I wonder what the "very obvious way" is? My method would be to dilate the $y$-axis by a factor $a/b$. Then the ellipse becomes the circle $x^2+y^2 = a^2$ and the line becomes $apx + bqy - ar = 0.$ Angles around the circle are (by definition) the same as eccentric angles for the ellipse. So we want the line to cut the circle at two points whose angles differ by $\pi/4$. The condition for that is that the distance from the line to the origin is $a\cos(\pi/8)$, or $$\frac{|ar|}{\sqrt{a^2p^2 + b^2q^2}} = a\cos(\pi/8).$$ So the condition on $p$, $q$ and $r$ is $|r| = \sqrt{a^2p^2 + b^2q^2}\cos(\pi/8).$
Wow, that looks way shorter than my method but I haven't ever seen the dilation of axis, I am interested in learning more about it, can you please share a relevant link? Thanks.

As for my method, I need to use a result that the point of intersection of tangents to ellipse at eccentric angles $\phi$ and $\phi'$ is given by

$$x=a\cfrac{\cos\left(\frac{\phi+\phi'}{2}\right)}{\cos\left(\frac{\phi-\phi'}{2}\right)}, y=b\cfrac{\sin\left(\frac{\phi+\phi'}{2}\right)}{ \cos \left(\frac{\phi-\phi'}{2}\right)}$$

The chord of contact for this intersection point is same as px+qy=r, from here I can compare the coefficients to obtain the answer.
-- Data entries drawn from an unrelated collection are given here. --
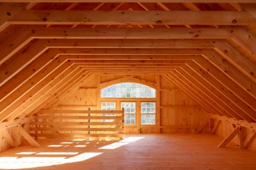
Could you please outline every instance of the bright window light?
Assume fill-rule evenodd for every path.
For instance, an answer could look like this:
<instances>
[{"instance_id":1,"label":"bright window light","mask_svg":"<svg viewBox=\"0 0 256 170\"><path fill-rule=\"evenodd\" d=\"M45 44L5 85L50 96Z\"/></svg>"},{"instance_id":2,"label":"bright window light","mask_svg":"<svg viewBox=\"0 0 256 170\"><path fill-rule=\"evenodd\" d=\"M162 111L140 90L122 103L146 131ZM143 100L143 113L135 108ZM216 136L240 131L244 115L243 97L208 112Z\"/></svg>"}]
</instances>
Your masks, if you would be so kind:
<instances>
[{"instance_id":1,"label":"bright window light","mask_svg":"<svg viewBox=\"0 0 256 170\"><path fill-rule=\"evenodd\" d=\"M82 161L97 156L102 153L84 153L72 157L0 157L0 169L15 169L60 165ZM51 169L49 168L49 169Z\"/></svg>"},{"instance_id":2,"label":"bright window light","mask_svg":"<svg viewBox=\"0 0 256 170\"><path fill-rule=\"evenodd\" d=\"M61 144L52 144L52 145L49 145L49 146L47 146L47 147L60 147L63 146L63 145Z\"/></svg>"},{"instance_id":3,"label":"bright window light","mask_svg":"<svg viewBox=\"0 0 256 170\"><path fill-rule=\"evenodd\" d=\"M138 140L140 140L141 139L144 138L144 137L140 137L140 136L132 136L132 137L127 137L127 138L125 138L123 140L122 140L121 141L119 141L119 142L132 142L135 141L137 141Z\"/></svg>"},{"instance_id":4,"label":"bright window light","mask_svg":"<svg viewBox=\"0 0 256 170\"><path fill-rule=\"evenodd\" d=\"M34 153L36 153L36 152L20 152L20 153L17 153L15 154L15 155L31 155L33 154Z\"/></svg>"},{"instance_id":5,"label":"bright window light","mask_svg":"<svg viewBox=\"0 0 256 170\"><path fill-rule=\"evenodd\" d=\"M82 145L82 144L80 144L80 145L75 145L75 147L80 147L80 148L83 148L83 147L86 147L86 145Z\"/></svg>"},{"instance_id":6,"label":"bright window light","mask_svg":"<svg viewBox=\"0 0 256 170\"><path fill-rule=\"evenodd\" d=\"M115 142L111 143L110 144L107 145L106 146L104 146L103 147L100 148L100 149L108 149L113 150L121 146L123 146L126 144L129 143L129 142Z\"/></svg>"},{"instance_id":7,"label":"bright window light","mask_svg":"<svg viewBox=\"0 0 256 170\"><path fill-rule=\"evenodd\" d=\"M40 152L36 155L77 155L79 152Z\"/></svg>"},{"instance_id":8,"label":"bright window light","mask_svg":"<svg viewBox=\"0 0 256 170\"><path fill-rule=\"evenodd\" d=\"M86 139L74 139L74 140L72 140L73 141L84 141L84 140L86 140Z\"/></svg>"}]
</instances>

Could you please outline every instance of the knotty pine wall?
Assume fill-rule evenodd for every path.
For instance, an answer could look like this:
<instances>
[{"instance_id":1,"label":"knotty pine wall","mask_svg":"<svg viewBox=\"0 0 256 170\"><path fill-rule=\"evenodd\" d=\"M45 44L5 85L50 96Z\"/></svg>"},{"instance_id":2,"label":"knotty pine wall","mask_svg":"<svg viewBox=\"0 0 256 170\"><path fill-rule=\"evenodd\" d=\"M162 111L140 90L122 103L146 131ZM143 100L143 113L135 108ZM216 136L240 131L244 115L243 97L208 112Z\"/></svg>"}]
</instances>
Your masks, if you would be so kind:
<instances>
[{"instance_id":1,"label":"knotty pine wall","mask_svg":"<svg viewBox=\"0 0 256 170\"><path fill-rule=\"evenodd\" d=\"M137 119L136 126L125 126L125 133L194 133L195 128L205 118L207 112L198 106L190 98L181 91L176 86L171 84L163 76L156 75L138 76L134 78L144 82L157 84L157 98L154 99L100 99L100 84L121 78L122 76L114 75L95 75L71 95L60 101L58 106L54 109L100 109L102 101L116 101L117 109L120 109L120 101L156 101L157 102L156 125L141 125L140 121L140 105L137 105ZM129 82L123 81L120 82ZM138 82L136 82L138 83ZM115 84L115 83L114 83ZM160 96L158 95L160 94ZM206 132L206 127L202 133Z\"/></svg>"},{"instance_id":2,"label":"knotty pine wall","mask_svg":"<svg viewBox=\"0 0 256 170\"><path fill-rule=\"evenodd\" d=\"M27 123L25 126L24 127L24 129L27 131L29 131L29 123ZM23 144L25 143L27 144L27 142L26 140L21 136L20 134L19 133L19 131L17 130L17 127L13 127L7 129L10 135L12 137L14 142L17 145ZM7 141L6 139L1 135L0 134L0 152L4 151L10 148L11 146Z\"/></svg>"}]
</instances>

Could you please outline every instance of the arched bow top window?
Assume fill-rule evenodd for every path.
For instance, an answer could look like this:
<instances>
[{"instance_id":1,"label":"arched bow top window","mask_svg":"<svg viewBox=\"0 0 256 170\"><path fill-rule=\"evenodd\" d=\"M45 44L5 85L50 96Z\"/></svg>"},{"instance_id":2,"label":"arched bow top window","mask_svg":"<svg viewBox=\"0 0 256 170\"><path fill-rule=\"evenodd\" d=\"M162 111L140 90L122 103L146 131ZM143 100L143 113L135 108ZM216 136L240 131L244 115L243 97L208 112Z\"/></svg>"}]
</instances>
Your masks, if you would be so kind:
<instances>
[{"instance_id":1,"label":"arched bow top window","mask_svg":"<svg viewBox=\"0 0 256 170\"><path fill-rule=\"evenodd\" d=\"M102 98L155 98L156 90L144 84L122 83L101 89Z\"/></svg>"}]
</instances>

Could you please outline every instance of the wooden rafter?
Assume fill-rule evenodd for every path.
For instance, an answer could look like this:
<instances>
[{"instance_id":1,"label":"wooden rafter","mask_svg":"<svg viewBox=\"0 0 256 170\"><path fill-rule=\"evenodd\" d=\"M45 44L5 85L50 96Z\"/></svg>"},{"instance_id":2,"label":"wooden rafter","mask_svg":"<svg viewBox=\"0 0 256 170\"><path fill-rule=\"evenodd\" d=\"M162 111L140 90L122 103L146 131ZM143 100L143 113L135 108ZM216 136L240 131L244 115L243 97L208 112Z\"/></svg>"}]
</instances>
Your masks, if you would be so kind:
<instances>
[{"instance_id":1,"label":"wooden rafter","mask_svg":"<svg viewBox=\"0 0 256 170\"><path fill-rule=\"evenodd\" d=\"M75 16L72 17L72 16ZM87 16L86 18L83 16ZM140 16L143 16L140 17ZM184 16L189 16L189 18ZM79 16L81 16L80 18ZM167 19L166 18L172 18ZM57 18L56 19L56 18ZM146 19L147 18L147 19ZM187 18L188 19L186 19ZM202 18L205 18L203 19ZM256 18L246 11L22 10L8 19L24 25L253 25Z\"/></svg>"}]
</instances>

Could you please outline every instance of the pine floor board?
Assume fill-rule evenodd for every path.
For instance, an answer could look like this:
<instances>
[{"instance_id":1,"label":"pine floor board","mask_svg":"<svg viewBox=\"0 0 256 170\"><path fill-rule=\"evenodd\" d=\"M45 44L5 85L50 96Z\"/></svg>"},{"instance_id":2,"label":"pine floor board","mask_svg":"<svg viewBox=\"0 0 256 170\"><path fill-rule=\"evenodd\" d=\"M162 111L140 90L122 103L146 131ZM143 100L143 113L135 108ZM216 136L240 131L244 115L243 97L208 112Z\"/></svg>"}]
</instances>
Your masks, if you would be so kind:
<instances>
[{"instance_id":1,"label":"pine floor board","mask_svg":"<svg viewBox=\"0 0 256 170\"><path fill-rule=\"evenodd\" d=\"M256 152L232 143L217 148L222 139L209 134L143 134L126 135L124 140L38 140L41 148L0 153L0 169L256 169Z\"/></svg>"}]
</instances>

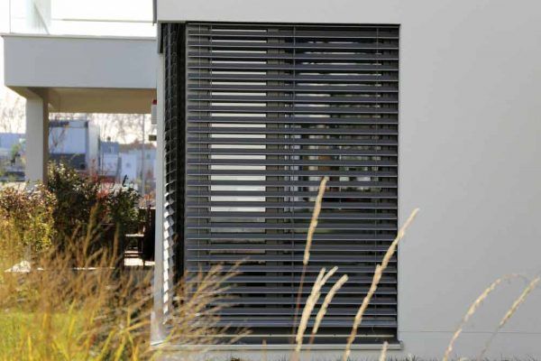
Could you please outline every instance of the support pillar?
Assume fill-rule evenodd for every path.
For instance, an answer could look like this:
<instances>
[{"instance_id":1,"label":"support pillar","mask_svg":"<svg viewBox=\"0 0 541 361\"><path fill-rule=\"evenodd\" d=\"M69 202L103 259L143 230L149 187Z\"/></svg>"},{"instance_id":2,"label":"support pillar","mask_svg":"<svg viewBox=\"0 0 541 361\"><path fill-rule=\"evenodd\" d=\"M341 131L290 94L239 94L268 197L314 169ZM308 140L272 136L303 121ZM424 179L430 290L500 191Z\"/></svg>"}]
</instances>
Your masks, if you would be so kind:
<instances>
[{"instance_id":1,"label":"support pillar","mask_svg":"<svg viewBox=\"0 0 541 361\"><path fill-rule=\"evenodd\" d=\"M29 183L47 182L49 104L46 97L26 99L26 168Z\"/></svg>"},{"instance_id":2,"label":"support pillar","mask_svg":"<svg viewBox=\"0 0 541 361\"><path fill-rule=\"evenodd\" d=\"M165 59L163 54L159 54L158 81L157 81L157 126L156 126L156 163L154 174L156 175L156 234L154 243L154 282L153 298L154 305L151 319L151 343L158 345L167 338L163 327L164 311L164 282L167 275L164 273L164 247L163 247L163 213L164 213L164 105L165 105Z\"/></svg>"}]
</instances>

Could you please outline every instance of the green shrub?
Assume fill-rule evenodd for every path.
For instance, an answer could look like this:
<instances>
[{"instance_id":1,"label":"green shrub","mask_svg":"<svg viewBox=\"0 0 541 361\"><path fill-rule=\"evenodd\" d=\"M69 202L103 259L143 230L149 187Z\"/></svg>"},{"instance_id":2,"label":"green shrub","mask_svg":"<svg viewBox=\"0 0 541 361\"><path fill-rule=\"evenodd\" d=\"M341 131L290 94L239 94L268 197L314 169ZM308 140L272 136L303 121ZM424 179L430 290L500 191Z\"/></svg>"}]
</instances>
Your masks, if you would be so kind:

Agreed that the result for intersection is not a nice one but in my course, I am required to memorise it.
 
Last edited:

Klaas van Aarsen

MHB Seeker
Staff member
Mar 5, 2012
8,780
I wonder what the "very obvious way" is? My method would be to dilate the $y$-axis by a factor $a/b$. Then the ellipse becomes the circle $x^2+y^2 = a^2$ and the line becomes $apx + bqy - ar = 0.$ Angles around the circle are (by definition) the same as eccentric angles for the ellipse. So we want the line to cut the circle at two points whose angles differ by $\pi/4$. The condition for that is that the distance from the line to the origin is $a\cos(\pi/8)$, or $$\frac{|ar|}{\sqrt{a^2p^2 + b^2q^2}} = a\cos(\pi/8).$$ So the condition on $p$, $q$ and $r$ is $|r| = \sqrt{a^2p^2 + b^2q^2}\cos(\pi/8).$
Additionally, we have the freedom to pick $a^2p^2 + b^2q^2=1$, without losing any lines.
Furthermore, we can leave out the absolute value function.

That is, $(ap, bq)$ is the vector to the (dilated) unit circle that is perpendicular to the line.
And $r$ is the distance of the (dilated) line to the origin.

If we do that, the condition under $p$, $q$, and $r$ becomes:
\begin{cases}
a^2p^2 + b^2q^2=1 \\
r = \cos(\pi / 8)
\end{cases}
 

johng

Well-known member
MHB Math Helper
Jan 25, 2013
236
Hi Pranav,
You asked about dilation along an axis. I've found the following to be very useful.

MHBgeometry6.PNG
 

Pranav

Well-known member
Nov 4, 2013
428
Hi johng! :)

Thank you for taking the time to explain the dilation of axis but I fear I cannot understand that as I am not well versed with the notation you have used. I will see if I can find something on the internet or books. Thank you once again.